Speciality chemicals company Lanxess is planning on reducing 1,000 jobs worldwide by the end of 2016, with half in Germany, it said recently in its release of its financials. This represents about 6% of its total global workforce.

Furthermore, the German synthetic rubber supplier says it is making progress with its three-phase realignment programme, aimed at improving the competitiveness of the business, to make total annual savings of EUR150 million at the end of 2016. It already expects savings of about EUR20 million in the current year.

Meanwhile, the headcount reduction will be mainly in the administrative and service units, marketing and sales, as well as in R&D. It will result in exceptional charges of EUR150 million being incurred in 2016 – including around EUR100 million already in 2014.

"The realignment lays the foundation for Lanxess to return to sustainable growth in the mid-term.
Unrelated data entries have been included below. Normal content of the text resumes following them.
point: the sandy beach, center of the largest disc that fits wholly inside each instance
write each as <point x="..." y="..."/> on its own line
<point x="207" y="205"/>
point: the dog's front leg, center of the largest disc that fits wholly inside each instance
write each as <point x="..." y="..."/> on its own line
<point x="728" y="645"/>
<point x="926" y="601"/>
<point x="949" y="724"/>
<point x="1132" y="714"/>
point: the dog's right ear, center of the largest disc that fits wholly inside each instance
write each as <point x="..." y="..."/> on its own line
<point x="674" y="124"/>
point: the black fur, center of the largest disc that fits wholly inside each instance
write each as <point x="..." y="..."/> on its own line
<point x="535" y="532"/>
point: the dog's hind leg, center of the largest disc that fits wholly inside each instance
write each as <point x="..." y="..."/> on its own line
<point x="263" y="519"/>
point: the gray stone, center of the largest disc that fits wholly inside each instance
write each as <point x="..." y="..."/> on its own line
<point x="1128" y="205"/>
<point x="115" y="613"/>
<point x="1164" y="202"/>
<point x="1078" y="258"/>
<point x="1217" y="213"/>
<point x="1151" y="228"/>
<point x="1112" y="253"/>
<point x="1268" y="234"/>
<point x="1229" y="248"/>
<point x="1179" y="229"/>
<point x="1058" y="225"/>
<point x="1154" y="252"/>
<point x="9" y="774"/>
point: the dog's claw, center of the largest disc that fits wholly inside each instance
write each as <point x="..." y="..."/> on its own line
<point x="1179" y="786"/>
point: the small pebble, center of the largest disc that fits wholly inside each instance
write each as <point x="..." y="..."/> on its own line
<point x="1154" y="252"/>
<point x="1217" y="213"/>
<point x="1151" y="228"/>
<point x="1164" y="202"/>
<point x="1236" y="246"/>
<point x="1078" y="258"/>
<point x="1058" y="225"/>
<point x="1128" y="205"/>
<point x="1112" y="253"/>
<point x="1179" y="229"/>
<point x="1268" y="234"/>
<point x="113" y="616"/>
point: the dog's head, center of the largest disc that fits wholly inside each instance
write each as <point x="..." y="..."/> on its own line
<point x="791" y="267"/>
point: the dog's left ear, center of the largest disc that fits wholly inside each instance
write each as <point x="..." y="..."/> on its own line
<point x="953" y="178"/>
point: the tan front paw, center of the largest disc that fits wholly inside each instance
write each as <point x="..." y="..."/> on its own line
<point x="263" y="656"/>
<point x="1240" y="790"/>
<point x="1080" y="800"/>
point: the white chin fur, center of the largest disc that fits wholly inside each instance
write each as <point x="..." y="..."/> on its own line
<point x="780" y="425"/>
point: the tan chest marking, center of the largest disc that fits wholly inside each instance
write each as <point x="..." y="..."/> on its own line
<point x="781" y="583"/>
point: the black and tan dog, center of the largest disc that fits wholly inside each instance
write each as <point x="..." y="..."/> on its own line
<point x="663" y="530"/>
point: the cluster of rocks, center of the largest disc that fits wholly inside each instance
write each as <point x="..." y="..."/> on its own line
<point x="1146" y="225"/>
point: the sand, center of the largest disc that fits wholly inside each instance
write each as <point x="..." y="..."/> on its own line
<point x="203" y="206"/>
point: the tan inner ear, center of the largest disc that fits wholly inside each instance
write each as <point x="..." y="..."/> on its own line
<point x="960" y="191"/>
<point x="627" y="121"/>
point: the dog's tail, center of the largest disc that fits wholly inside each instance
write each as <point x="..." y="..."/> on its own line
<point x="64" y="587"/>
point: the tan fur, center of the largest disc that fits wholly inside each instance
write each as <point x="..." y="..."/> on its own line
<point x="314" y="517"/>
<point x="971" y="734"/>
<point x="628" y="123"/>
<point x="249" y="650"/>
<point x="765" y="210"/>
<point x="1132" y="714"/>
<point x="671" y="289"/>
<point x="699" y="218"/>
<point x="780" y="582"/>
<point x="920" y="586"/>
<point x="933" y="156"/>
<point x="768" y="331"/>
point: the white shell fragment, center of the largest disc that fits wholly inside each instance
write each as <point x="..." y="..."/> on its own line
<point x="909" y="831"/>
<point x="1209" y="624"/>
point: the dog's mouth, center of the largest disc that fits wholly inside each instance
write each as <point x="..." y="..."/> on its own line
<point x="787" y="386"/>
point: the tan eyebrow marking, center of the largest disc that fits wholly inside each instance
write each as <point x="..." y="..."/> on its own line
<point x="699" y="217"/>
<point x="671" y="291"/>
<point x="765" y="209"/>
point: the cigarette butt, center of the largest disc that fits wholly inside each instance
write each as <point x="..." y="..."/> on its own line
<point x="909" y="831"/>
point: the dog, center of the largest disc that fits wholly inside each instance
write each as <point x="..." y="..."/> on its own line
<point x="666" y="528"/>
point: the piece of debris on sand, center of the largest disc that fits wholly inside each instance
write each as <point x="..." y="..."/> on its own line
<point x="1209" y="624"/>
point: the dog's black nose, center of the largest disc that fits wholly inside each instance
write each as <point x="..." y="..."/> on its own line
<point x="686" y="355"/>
Downsizing the workforce is a necessary measure to improve our competitiveness," said Matthias Zachert, Chairman of the Board of Management.

The company has agreed with the employee representatives on a severance programme in order to implement the personnel measures at its German sites, with affected employees to be offered severance payments, advisory services and support in finding new jobs.

As of today, solutions have already been found for more than half of the roughly 500 employees affected in Germany. If the targeted number of job cuts has not been fully achieved when the severance programme expires in a few weeks’ time, the group cannot currently rule out dismissals for operational reasons.

At its sites outside of Germany, too, the group will implement the headcount reduction responsibly under country-specific arrangements.

Seeking alliances to reduce dependence on rubber sector

Lanxess has already started the second phase of the realignment programme, which is focusing on the optimisation of sales and supply chains and of production processes and facilities and will be implemented in 2015/2016.

The final phase of the programme will focus on horizontal and vertical cooperations in the rubber business. This phase is also to be implemented in 2015 and 2016. Zachert, who has been Chairman for seven months, is combining units and seeking alliances to reduce the company’s dependence on the automotive and tyre industries. The company could enter a joint venture with another synthetic rubber producer or tie-up with a raw-material supplier.

"As of 2016, we will fully benefit from the savings made as a result of the realignment," said Zachert. "We can then start thinking cautiously about growth again – with the focus on our Advanced Intermediates and Performance Chemicals segments."

Meanwhile, earnings before interest, taxes, depreciation, amortisation and exceptional items (EBITDA) rose 12.3% from the previous year’s EUR187 million to EUR210 million in the third quarter. Sales dropped by 0.5% from EUR2.05 last year to EUR2.04 billion this quarter.

Lanxess confirms its guidance for the full year 2014 and continues to expect EBITDA pre exceptionals in the range of EUR780 million to EUR820 million. Initial savings of EUR20 million generated from the realignment programme will mitigate some burdens expected in the fourth quarter.